Optimal Fetal Positioning – Helping Your Baby Find A Good Position For Birth
Optimal Fetal Positioning (OFP) is a theory developed by midwives, Jean Sutton and Pauline Scott. They found that the mother’s position and movement could influence the way her baby positioned itself in the final weeks of pregnancy. This is believed to be a lifestyle issue as a result of society becoming more sedentary than we once were, with less physical labour on a day-to-day basis.
Sometimes longer, more painful labours and even caesareans result from, ‘mal-position’, where the baby’s position makes it more difficult for it’s head to move through the pelvis.
Some women have even been wheeled off for emergency caesareans with a diagnosis of CPD (cephalo-pelvic dispropotion) which you may hear as baby being to big or pelvis being too small, only to find baby was posterior or malpositioned. The actual incidence of true CPD is quite low – you can read more about CPD in our article HERE.
Why Is Optimal Fetal Positioning Relevant?
Influencing the way the baby lies and promoting optimal positioning of the baby could help to make the birth easier for mother and child.
Ideally, baby will lined up as to fit through your pelvis as easily as possible. To be in this position, baby needs to be head down, facing your back, with his back on one side of the front of your tummy. In this position, the baby’s head is easily ‘flexed’, i.e. his chin tucked onto his chest, so that the smallest part of his head will be applied to the cervix first. This position is called ‘occiput anterior’ or in shorthand (OA).
The ‘occiput posterior’ (OP) position is not as ideal. In a posterior position, the baby is still head down, but facing your tummy instead of your back. Mothers of babies in the ‘posterior’ position are more likely to have longer and more painful labours (backache labour) as the baby usually has to turn all the way around to face your back in order to be born. He cannot fully flex his head in this position, and diameter of his head, which has to enter the pelvis, is greater. This means that often posterior babies do not engage (descend into the pelvis) before labour starts. The fact that they don’t engage means that it’s harder for labour to start naturally, so they are more likely to be born post-dates. Braxton Hicks contractions before labour starts may be especially painful, with lots of pressure on the bladder, as the baby tries to rotate while it’s entering the pelvis. Sometimes a low anterior placenta can be the reason why baby is posterior.

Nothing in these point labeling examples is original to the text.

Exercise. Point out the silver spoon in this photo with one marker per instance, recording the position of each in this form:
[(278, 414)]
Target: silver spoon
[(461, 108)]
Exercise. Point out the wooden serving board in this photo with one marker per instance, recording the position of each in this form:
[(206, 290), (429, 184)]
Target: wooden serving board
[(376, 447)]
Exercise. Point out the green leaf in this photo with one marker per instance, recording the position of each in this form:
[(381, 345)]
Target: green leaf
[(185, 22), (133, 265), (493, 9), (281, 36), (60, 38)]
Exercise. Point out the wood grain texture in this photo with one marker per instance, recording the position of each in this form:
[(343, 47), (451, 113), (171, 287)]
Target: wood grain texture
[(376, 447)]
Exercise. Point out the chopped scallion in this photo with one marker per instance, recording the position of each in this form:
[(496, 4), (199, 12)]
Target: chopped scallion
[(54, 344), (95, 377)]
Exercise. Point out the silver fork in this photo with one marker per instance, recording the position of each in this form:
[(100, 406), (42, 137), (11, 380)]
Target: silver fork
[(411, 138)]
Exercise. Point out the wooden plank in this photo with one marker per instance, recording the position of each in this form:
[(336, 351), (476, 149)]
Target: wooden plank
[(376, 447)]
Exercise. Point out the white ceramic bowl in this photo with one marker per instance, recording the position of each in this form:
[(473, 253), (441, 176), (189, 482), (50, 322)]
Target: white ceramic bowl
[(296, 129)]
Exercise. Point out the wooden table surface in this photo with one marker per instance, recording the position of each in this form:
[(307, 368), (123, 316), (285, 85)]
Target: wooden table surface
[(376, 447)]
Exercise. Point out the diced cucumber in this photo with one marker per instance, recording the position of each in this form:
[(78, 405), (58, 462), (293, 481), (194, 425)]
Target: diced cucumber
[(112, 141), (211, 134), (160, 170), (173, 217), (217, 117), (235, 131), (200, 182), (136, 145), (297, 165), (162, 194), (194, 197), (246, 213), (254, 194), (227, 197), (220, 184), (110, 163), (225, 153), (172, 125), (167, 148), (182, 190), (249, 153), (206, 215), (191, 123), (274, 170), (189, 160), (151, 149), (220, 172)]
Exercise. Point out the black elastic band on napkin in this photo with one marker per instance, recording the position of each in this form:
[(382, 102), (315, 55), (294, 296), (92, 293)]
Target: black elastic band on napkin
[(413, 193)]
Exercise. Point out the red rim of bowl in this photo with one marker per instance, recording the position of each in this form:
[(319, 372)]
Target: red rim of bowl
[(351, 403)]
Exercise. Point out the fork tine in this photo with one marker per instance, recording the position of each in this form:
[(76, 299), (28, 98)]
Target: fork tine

How Do I Know What Position My Baby Is In?
When the baby is anterior, the back feels hard and smooth and rounded on one side of your tummy, and you will normally feel kicks under your ribs. When the baby is posterior, your tummy may look flatter and feel more squashy, and you may feel arms and legs towards the front, and kicks on the front towards the middle of your tummy. The area around your belly button may dip in to a concave, saucer-like shape.
How Do I Avoid A Posterior Presentation?
The baby’s back is the heaviest side of its body. This means that the back will naturally gravitate towards the lowest side of the mother’s abdomen. So if your tummy is lower than your back, e.g. if you are sitting on a chair leaning forward, then the baby’s back will tend to swing towards your tummy. If your back is lower than your tummy, e.g. if you are lying on your back or slouching on a sofa, then the baby’s back may swing towards your back.
Avoid positions which encourage your baby to face your tummy. The main culprits are said to be lolling back in armchairs, sitting in car seats where you are leaning back or anything where your knees are higher than your pelvis. The best way to do this is to spend lots of time kneeling upright, or sitting upright, or on hands and knees. When you sit on a chair, make sure your knees are lower than your pelvis, and your trunk should be tilted slightly forwards.